Sprague studied mathematically modeling honeybee behaviors while learning about beekeeping practices at "Bee School," a seminar program taught by Christian Gromoll, a mathematics professor and hobby beekeeper. Gromoll has met with a half-dozen students about every other week since October, discussing math, honeybee behaviors and beekeeping techniques.
"As part of a community-based undergraduate research grant, I am researching season-extension techniques that will enable the garden to grow crops longer into the cold season," Sprague said. "I am working with the Local Food Hub, a non-profit organization that buys and distributes locally produced goods from farmers in the area, and I plan to share my findings with the Local Food Hub's network of farmers."
In the future, Sprague plans to confront environmental issues relating to current agricultural practices and food access while engaging underserved communities in the food system.
"Using my background in engineering, I intend to explore techniques that boost the health of the environment and reduce the intensive use of fossil fuels," she said. "I am considering going to graduate school, but first I would like to gain experience working with a variety of communities on pressing agricultural issues."
Thomas T. Baber, an associate professor of civil and environmental engineering, called Sprague "the most conscientious student in my class this year, and one of the most conscientious students whom I have taught in roughly 30 years."
"Her involvement in the affordable housing and local food movements in Charlottesville and elsewhere sets her apart from many of her peers," he said.
Baber, who taught Sprague in his Strength of Materials and Structural Mechanics courses, cited her Jefferson Public Citizen Grant Project promoting urban composting in Bluefields, Nicaragua, and working at the Morven Kitchen Garden student farm project. "Throughout all of these activities, she has shown a consistent interest in promoting sustainable agriculture, and affordable sustainable housing," he said.
Paxton Marshall, an electrical and computer engineering professor, is advising Sprague on some of her bee research.
"Rowan Sprague is a remarkable young woman who is deeply involved in food sustainability and the environment," he said. "She has amply demonstrated the commitment to natural resource preservation, sustainability and social justice that characterized the work of Morris Udall.

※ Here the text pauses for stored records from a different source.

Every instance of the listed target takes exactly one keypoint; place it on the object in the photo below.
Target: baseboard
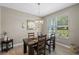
(63, 45)
(15, 45)
(18, 44)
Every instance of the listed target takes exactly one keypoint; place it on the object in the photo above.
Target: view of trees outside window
(62, 26)
(59, 25)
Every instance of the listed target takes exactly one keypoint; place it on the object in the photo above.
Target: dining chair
(51, 43)
(31, 35)
(41, 45)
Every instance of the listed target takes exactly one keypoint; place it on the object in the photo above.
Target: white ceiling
(33, 8)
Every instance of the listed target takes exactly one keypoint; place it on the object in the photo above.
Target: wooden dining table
(28, 45)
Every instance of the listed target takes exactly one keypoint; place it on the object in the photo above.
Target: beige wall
(73, 17)
(0, 20)
(12, 23)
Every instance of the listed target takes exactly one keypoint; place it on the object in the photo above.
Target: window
(58, 25)
(62, 26)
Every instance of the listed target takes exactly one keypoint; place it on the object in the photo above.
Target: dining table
(28, 45)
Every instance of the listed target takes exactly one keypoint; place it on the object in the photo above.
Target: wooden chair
(51, 43)
(31, 35)
(41, 45)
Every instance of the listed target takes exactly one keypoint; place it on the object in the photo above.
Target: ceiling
(38, 10)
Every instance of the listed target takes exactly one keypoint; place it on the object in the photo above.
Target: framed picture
(30, 24)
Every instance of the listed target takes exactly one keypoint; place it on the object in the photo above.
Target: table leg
(25, 48)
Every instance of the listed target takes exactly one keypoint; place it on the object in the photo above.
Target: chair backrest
(41, 44)
(31, 35)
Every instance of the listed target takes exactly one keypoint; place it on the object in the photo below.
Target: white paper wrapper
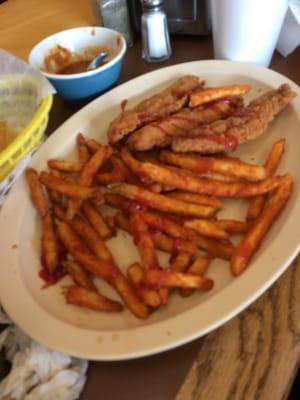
(38, 372)
(22, 89)
(289, 38)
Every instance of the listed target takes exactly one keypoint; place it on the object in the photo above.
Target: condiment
(155, 33)
(62, 61)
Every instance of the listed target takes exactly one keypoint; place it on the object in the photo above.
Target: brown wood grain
(254, 356)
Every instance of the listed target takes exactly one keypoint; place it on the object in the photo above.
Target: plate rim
(122, 349)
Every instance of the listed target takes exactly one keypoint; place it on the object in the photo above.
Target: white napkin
(38, 372)
(289, 38)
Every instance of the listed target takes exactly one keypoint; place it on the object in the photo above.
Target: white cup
(247, 30)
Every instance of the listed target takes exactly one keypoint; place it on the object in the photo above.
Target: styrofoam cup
(247, 30)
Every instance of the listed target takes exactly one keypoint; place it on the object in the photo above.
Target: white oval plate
(44, 315)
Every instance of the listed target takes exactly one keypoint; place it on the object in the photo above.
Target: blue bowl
(84, 85)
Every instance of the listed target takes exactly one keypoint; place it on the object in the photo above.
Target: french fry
(82, 150)
(215, 248)
(232, 226)
(96, 220)
(221, 165)
(190, 183)
(92, 238)
(119, 173)
(49, 248)
(173, 245)
(93, 145)
(211, 94)
(207, 228)
(273, 160)
(69, 188)
(161, 241)
(102, 269)
(131, 299)
(81, 253)
(198, 267)
(83, 297)
(143, 241)
(55, 197)
(150, 297)
(65, 166)
(258, 230)
(178, 231)
(197, 199)
(167, 278)
(87, 176)
(37, 193)
(178, 263)
(160, 202)
(79, 275)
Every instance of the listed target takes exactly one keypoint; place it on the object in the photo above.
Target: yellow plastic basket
(33, 132)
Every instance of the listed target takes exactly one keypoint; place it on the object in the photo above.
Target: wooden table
(255, 355)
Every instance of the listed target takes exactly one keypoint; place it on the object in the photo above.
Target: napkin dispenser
(184, 17)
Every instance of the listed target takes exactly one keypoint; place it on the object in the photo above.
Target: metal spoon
(96, 62)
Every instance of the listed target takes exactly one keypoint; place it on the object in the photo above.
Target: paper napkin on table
(289, 38)
(36, 371)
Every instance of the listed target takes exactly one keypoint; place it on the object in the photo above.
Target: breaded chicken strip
(161, 133)
(228, 133)
(160, 105)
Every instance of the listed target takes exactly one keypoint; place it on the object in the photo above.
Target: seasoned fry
(81, 253)
(82, 297)
(87, 176)
(149, 296)
(103, 269)
(55, 197)
(257, 203)
(37, 194)
(83, 152)
(143, 241)
(49, 246)
(167, 278)
(177, 229)
(188, 182)
(253, 238)
(79, 275)
(180, 232)
(119, 173)
(93, 145)
(65, 166)
(207, 228)
(161, 242)
(198, 267)
(211, 94)
(220, 165)
(70, 188)
(96, 220)
(232, 226)
(215, 248)
(197, 199)
(92, 238)
(178, 263)
(131, 299)
(160, 202)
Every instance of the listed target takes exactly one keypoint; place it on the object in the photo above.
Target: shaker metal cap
(151, 3)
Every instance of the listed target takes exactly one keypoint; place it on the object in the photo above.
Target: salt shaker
(155, 33)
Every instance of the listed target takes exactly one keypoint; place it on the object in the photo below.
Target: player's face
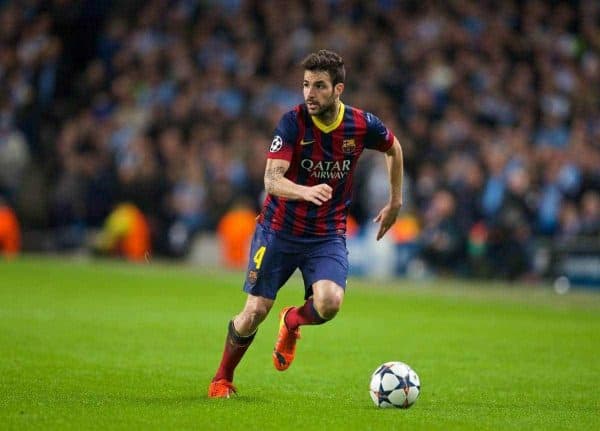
(319, 94)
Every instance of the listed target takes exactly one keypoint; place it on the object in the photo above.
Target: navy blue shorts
(274, 258)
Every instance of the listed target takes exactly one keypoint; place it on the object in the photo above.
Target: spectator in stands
(10, 231)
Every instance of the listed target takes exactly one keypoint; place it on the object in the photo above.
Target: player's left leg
(325, 270)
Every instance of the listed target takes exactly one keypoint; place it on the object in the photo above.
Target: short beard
(326, 110)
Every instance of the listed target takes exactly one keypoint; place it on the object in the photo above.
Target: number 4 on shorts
(259, 255)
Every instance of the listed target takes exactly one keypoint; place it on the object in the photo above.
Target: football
(394, 384)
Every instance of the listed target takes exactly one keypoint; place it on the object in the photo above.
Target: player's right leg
(240, 334)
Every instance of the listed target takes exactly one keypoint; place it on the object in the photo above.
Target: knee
(329, 305)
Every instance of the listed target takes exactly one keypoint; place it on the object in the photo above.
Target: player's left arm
(388, 214)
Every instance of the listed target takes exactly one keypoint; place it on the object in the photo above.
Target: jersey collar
(326, 128)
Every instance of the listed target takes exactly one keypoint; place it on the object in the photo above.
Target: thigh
(270, 265)
(326, 260)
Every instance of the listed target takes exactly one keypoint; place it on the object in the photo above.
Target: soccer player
(308, 180)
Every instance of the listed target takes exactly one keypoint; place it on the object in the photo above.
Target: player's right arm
(277, 184)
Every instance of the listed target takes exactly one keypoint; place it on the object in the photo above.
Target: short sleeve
(378, 136)
(284, 137)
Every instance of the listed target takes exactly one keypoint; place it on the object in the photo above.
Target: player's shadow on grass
(194, 399)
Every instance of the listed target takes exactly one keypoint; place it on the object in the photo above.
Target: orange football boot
(221, 389)
(285, 348)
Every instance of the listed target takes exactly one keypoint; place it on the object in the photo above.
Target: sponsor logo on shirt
(328, 169)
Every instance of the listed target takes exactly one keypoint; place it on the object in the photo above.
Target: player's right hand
(318, 194)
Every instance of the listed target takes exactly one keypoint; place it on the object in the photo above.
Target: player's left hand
(386, 217)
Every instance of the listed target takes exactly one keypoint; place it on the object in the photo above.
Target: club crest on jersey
(348, 146)
(276, 144)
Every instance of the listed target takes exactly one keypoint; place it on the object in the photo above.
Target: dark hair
(326, 61)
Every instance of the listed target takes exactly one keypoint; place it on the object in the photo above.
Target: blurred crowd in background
(169, 107)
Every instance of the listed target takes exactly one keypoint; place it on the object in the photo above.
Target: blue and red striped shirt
(320, 153)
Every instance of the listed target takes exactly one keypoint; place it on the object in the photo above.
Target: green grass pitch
(109, 345)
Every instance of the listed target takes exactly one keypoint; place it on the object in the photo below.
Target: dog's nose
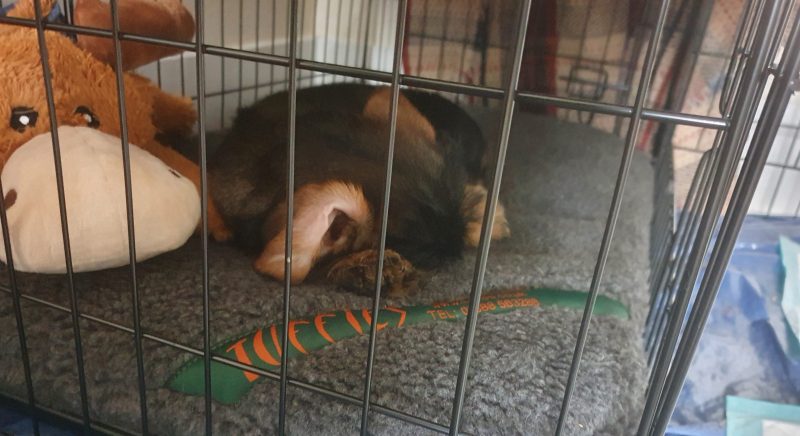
(10, 198)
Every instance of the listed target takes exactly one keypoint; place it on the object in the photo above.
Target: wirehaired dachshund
(438, 193)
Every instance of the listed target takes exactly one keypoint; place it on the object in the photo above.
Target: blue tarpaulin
(747, 349)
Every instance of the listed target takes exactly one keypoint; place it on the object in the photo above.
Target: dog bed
(557, 190)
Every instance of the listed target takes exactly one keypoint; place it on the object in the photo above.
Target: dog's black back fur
(335, 142)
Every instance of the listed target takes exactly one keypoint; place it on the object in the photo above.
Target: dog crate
(695, 91)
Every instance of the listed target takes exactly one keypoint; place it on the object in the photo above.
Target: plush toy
(261, 348)
(164, 183)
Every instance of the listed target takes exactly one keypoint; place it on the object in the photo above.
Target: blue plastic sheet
(747, 348)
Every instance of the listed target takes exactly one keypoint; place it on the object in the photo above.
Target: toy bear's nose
(166, 208)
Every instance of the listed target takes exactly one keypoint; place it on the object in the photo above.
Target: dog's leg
(357, 273)
(473, 209)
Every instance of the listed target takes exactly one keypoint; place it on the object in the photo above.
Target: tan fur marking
(316, 207)
(472, 209)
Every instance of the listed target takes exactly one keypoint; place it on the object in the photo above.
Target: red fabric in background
(538, 72)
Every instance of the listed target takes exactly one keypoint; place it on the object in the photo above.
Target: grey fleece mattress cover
(557, 190)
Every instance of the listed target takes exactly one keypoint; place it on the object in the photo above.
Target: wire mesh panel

Everything Rowan takes on she does well."
Sprague is part of a select group; less than 14 percent of Udall applicants were successful.
"I'm so delighted that Rowan is among them," said Katherine V. Walters, assistant director of U.Va.'s Center for Undergraduate Excellence. "She is a warm and sincere person who is committed to improving environmental issues related to our food system."
The Morris K. Udall Scholarship and Excellence in National Environmental Policy Foundation was authorized by Congress in 1992 to honor Udall's legacy of public service. The foundation is supported by a trust fund in the U.S. Treasury and contributions from the private sector.